The architectural integrity argument
Penno's claim isn't just "we promise not to misuse your data." It's "we can't misuse your data because we don't have it." That's a stronger claim, but only because the architecture enforces it.
The moment I add a server-mediated bank-linking flow, I have transaction data — even briefly, in transit. Now my privacy claim depends on policy, not architecture. Policies change. Architectures don't change as easily.
I want users to be able to look at the binary and verify the claim independently. App Store privacy listing: no data collected. Plaid SDK: not in the binary. Source-code-level claims: verified at /claims. Adding bank linking breaks every one of those verifications.

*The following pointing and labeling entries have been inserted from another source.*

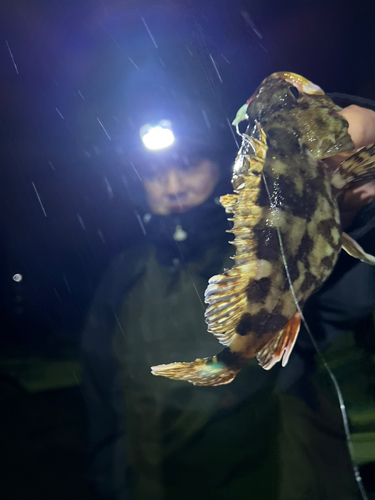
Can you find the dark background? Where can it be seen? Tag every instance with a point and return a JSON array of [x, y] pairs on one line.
[[79, 62], [77, 81]]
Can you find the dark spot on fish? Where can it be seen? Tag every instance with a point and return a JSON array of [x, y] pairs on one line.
[[263, 200], [325, 229], [320, 122], [262, 322], [308, 282], [258, 290], [327, 261], [304, 250], [276, 322], [301, 206], [293, 271], [268, 247], [229, 358], [244, 325]]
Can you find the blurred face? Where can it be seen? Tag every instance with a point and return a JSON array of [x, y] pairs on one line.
[[176, 190]]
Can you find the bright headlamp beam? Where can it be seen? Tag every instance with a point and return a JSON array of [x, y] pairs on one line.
[[158, 138]]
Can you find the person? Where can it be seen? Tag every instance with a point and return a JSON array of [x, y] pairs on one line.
[[271, 435]]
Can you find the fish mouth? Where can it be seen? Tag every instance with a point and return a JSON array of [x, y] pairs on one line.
[[298, 81]]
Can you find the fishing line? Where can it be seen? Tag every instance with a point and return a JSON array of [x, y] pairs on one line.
[[343, 410]]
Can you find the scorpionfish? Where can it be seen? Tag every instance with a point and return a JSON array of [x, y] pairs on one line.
[[286, 223]]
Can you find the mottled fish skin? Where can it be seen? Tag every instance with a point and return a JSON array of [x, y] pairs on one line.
[[284, 210]]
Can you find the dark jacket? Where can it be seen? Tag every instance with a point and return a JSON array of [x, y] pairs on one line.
[[271, 435]]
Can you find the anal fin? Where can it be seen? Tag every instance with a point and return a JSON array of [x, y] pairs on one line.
[[281, 346], [355, 250]]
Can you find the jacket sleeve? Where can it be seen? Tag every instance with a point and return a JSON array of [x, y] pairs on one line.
[[106, 469]]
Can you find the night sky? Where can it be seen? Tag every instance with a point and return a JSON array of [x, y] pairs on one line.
[[78, 79]]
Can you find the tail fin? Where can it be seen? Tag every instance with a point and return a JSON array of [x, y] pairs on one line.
[[207, 371]]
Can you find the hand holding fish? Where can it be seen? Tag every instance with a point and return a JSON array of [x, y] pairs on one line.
[[362, 132]]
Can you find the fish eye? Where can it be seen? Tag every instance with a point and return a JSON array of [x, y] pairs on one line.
[[294, 92]]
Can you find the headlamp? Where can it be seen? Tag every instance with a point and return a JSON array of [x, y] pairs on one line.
[[157, 137]]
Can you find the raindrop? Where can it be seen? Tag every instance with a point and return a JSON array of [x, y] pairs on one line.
[[40, 201], [105, 131], [101, 236], [206, 119], [61, 116], [180, 234], [149, 32], [81, 221], [108, 186], [57, 294], [67, 284], [140, 222], [217, 71], [11, 55]]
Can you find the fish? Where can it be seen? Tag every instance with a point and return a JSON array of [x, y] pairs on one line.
[[286, 225]]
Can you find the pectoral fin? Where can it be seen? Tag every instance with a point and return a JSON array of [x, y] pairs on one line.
[[355, 250], [281, 346], [360, 167]]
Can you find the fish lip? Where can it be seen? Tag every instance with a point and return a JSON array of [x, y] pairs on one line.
[[298, 81]]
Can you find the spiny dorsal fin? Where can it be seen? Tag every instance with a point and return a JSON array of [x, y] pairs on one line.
[[360, 167], [355, 250], [226, 293]]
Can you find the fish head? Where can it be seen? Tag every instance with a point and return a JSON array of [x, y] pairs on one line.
[[291, 101]]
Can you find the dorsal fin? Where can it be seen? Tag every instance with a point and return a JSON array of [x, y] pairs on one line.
[[226, 293]]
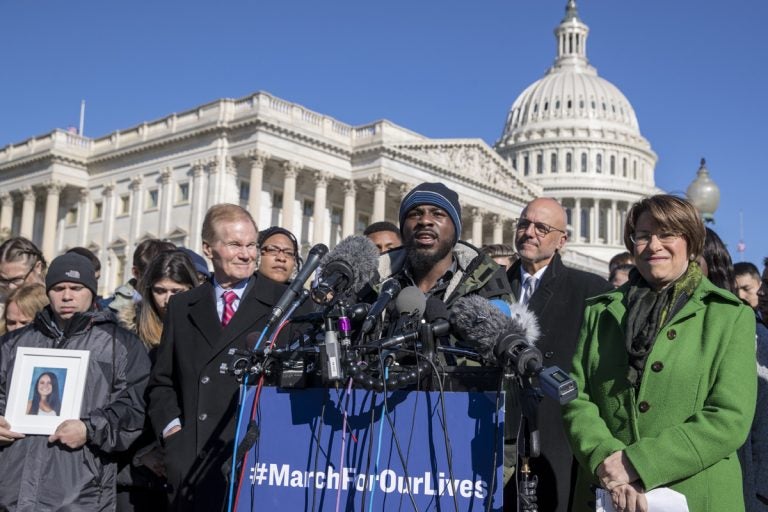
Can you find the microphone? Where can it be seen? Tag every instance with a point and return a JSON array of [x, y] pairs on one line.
[[355, 313], [314, 258], [411, 301], [498, 338], [346, 269], [389, 290]]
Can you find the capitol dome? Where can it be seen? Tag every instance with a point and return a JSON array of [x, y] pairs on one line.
[[576, 135]]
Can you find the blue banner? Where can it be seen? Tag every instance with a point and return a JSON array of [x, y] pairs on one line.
[[419, 451]]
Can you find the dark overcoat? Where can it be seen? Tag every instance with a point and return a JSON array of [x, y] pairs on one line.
[[186, 384], [558, 302]]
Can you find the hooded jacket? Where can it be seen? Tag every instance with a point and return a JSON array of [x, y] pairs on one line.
[[38, 476]]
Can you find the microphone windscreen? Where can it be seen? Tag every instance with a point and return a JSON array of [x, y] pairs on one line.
[[478, 323], [436, 310], [411, 299], [502, 306], [361, 255]]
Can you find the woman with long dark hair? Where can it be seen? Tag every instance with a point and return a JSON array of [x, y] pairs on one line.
[[169, 273], [46, 400]]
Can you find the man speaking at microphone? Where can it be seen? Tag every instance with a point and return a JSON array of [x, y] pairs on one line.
[[191, 404], [433, 258]]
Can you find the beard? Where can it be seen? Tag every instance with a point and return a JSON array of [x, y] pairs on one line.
[[421, 260]]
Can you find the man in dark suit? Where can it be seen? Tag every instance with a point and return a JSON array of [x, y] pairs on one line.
[[556, 294], [192, 406]]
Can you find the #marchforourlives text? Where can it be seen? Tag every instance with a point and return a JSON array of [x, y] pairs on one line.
[[388, 481]]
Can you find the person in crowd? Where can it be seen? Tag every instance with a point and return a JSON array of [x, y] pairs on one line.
[[747, 279], [620, 275], [169, 273], [754, 454], [193, 405], [715, 262], [141, 481], [665, 368], [23, 304], [74, 467], [433, 256], [279, 254], [503, 254], [622, 258], [82, 251], [384, 235], [46, 398], [557, 295], [201, 266], [127, 295]]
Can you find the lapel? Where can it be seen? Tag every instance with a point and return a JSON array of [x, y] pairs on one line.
[[202, 313], [260, 296]]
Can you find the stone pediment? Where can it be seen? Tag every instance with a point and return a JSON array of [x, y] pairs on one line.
[[473, 161]]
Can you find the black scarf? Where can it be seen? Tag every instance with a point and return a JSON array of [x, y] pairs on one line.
[[648, 311]]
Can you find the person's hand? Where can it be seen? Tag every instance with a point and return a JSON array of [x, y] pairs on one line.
[[154, 460], [615, 470], [70, 433], [7, 436], [172, 431], [629, 498]]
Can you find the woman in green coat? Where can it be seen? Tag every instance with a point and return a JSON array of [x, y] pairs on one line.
[[666, 372]]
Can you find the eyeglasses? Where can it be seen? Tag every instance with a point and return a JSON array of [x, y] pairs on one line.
[[15, 282], [274, 250], [541, 229], [641, 239]]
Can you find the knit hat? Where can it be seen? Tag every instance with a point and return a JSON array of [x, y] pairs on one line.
[[71, 268], [435, 194]]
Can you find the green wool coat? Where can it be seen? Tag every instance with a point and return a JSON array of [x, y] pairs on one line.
[[694, 407]]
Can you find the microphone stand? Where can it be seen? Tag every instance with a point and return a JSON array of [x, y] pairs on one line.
[[528, 446]]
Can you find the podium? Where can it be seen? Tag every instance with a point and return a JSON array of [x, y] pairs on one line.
[[416, 450]]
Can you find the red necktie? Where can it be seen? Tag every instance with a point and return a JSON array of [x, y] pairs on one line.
[[229, 298]]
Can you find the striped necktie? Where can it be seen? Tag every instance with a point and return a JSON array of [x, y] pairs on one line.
[[229, 311]]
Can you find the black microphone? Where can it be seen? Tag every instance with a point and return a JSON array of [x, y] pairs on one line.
[[346, 269], [389, 290], [498, 338], [355, 313], [314, 258]]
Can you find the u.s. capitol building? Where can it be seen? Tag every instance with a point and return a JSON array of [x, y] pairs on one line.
[[571, 135]]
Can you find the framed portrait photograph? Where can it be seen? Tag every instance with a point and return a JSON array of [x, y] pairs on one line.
[[47, 386]]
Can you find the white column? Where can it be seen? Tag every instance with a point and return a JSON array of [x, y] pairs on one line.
[[166, 198], [137, 198], [348, 223], [291, 170], [258, 161], [498, 229], [84, 215], [198, 206], [106, 240], [53, 190], [593, 216], [477, 227], [6, 212], [321, 192], [28, 213], [379, 197], [577, 219]]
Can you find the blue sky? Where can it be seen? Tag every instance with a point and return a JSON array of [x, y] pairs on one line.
[[694, 71]]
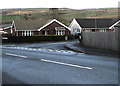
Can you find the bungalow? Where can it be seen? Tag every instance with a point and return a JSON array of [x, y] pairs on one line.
[[37, 27], [92, 25], [6, 29]]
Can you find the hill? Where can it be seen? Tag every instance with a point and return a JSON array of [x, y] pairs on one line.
[[65, 15]]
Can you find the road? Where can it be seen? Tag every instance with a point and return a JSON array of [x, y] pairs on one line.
[[51, 63]]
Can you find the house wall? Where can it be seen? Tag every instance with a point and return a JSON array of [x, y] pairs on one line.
[[101, 40], [52, 30], [74, 26], [19, 33]]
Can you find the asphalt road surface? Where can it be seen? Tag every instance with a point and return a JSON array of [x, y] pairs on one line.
[[51, 63]]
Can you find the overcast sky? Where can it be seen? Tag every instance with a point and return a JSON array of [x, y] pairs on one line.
[[74, 4]]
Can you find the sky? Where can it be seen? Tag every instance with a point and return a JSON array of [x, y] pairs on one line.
[[73, 4]]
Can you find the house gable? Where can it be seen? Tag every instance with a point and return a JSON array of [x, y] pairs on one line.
[[75, 26], [53, 23]]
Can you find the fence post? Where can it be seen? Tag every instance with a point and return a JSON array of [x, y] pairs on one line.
[[66, 38]]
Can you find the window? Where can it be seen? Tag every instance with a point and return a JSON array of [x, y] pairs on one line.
[[27, 33], [46, 32], [60, 30]]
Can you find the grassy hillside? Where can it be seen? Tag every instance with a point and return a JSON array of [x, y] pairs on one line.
[[64, 14]]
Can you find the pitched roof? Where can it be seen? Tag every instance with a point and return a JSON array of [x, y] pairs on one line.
[[29, 24], [96, 23], [54, 20], [5, 25], [34, 24]]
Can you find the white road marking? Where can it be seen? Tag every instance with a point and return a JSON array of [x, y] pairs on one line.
[[72, 65], [16, 55]]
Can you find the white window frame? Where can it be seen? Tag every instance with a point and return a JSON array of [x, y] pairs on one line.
[[60, 30], [27, 33]]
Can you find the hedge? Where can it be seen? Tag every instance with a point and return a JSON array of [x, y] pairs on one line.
[[22, 39]]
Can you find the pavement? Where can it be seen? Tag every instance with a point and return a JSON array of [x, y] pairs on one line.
[[78, 47]]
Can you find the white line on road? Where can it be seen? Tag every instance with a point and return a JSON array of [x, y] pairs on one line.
[[65, 64], [16, 55]]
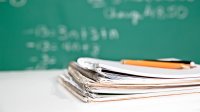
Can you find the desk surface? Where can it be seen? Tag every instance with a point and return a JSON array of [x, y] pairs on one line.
[[39, 91]]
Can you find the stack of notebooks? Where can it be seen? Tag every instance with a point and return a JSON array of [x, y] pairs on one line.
[[96, 80]]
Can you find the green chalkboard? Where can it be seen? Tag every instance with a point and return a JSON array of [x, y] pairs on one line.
[[47, 34]]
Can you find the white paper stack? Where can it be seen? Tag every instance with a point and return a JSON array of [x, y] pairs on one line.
[[96, 80]]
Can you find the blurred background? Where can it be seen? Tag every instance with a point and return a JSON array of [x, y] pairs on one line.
[[48, 34]]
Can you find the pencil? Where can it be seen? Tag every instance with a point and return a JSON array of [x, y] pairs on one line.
[[157, 64]]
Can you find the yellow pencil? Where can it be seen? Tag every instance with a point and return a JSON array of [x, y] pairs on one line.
[[157, 64]]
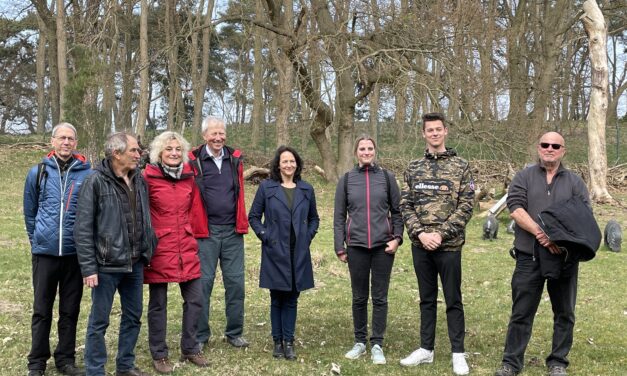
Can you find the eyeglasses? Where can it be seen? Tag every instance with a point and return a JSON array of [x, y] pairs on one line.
[[545, 145]]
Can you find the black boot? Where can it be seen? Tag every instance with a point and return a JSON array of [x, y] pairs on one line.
[[289, 350], [278, 350]]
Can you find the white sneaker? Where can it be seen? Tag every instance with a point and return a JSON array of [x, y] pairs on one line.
[[358, 350], [377, 355], [460, 367], [418, 357]]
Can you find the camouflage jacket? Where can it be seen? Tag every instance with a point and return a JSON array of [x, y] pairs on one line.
[[437, 196]]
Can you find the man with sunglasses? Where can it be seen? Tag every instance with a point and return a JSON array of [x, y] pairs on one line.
[[533, 190]]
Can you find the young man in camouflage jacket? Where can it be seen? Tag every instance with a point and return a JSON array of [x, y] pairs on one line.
[[436, 204]]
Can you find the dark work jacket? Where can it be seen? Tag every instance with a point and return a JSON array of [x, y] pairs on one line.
[[101, 233], [274, 232], [569, 224], [530, 191]]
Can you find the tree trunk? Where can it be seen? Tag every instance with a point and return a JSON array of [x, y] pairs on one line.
[[144, 78], [42, 107], [257, 114], [596, 29], [172, 48], [400, 114], [373, 119], [61, 54]]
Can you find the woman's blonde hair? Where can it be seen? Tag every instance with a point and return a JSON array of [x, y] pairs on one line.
[[159, 143]]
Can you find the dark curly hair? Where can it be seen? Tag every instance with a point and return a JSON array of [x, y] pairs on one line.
[[275, 171]]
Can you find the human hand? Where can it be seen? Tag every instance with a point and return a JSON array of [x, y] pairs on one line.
[[392, 246], [91, 281], [430, 240], [554, 248]]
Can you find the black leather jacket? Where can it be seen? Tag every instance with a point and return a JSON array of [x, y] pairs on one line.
[[101, 233]]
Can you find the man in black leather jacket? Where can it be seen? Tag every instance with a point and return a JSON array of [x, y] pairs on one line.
[[114, 240], [533, 190]]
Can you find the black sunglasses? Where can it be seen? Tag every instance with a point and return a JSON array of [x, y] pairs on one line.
[[545, 145]]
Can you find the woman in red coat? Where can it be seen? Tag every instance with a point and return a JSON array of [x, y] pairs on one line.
[[178, 217]]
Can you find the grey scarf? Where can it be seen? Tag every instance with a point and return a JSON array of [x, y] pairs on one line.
[[173, 172]]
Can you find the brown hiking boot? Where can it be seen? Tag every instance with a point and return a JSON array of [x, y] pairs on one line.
[[198, 359], [163, 365]]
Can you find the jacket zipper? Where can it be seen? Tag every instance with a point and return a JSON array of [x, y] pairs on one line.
[[368, 205]]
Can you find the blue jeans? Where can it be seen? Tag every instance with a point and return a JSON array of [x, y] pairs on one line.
[[130, 288], [283, 310], [226, 246]]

The slippery slope is real
If I added Plaid integration, the next email I'd get is "Could you add cloud sync between my phone and iPad?" Then "Could you add shared budgets with my partner?" Then "Could you add a web client?"
Every one of those is reasonable. Every one requires more server infrastructure. Every one moves Penno toward the architecture I started against. Six iterations down the road, Penno is Monarch with worse design.
The way to not slide down a slope is to not step onto it. So I'm not stepping on.
What I'll do instead
Make manual entry faster and more pleasant. iOS Shortcuts for one-tap logging. Better widget integration. Faster onboarding for the categories most users actually want. Optical character recognition on receipts (entirely on-device, using Apple's Vision framework — no data leaves the phone). Better CSV import for users who want to bring in historical data from another app.
None of these touch the architectural integrity. All of them reduce the friction that's the central complaint.
If you really want bank linking
Use a different app. Copilot Money and Monarch Money are both excellent and I link to them in our comparison pages without snark. They cost more than Penno and they have the architecture for what they're doing.
What I won't do is build a Frankenstein hybrid that promises both and delivers neither.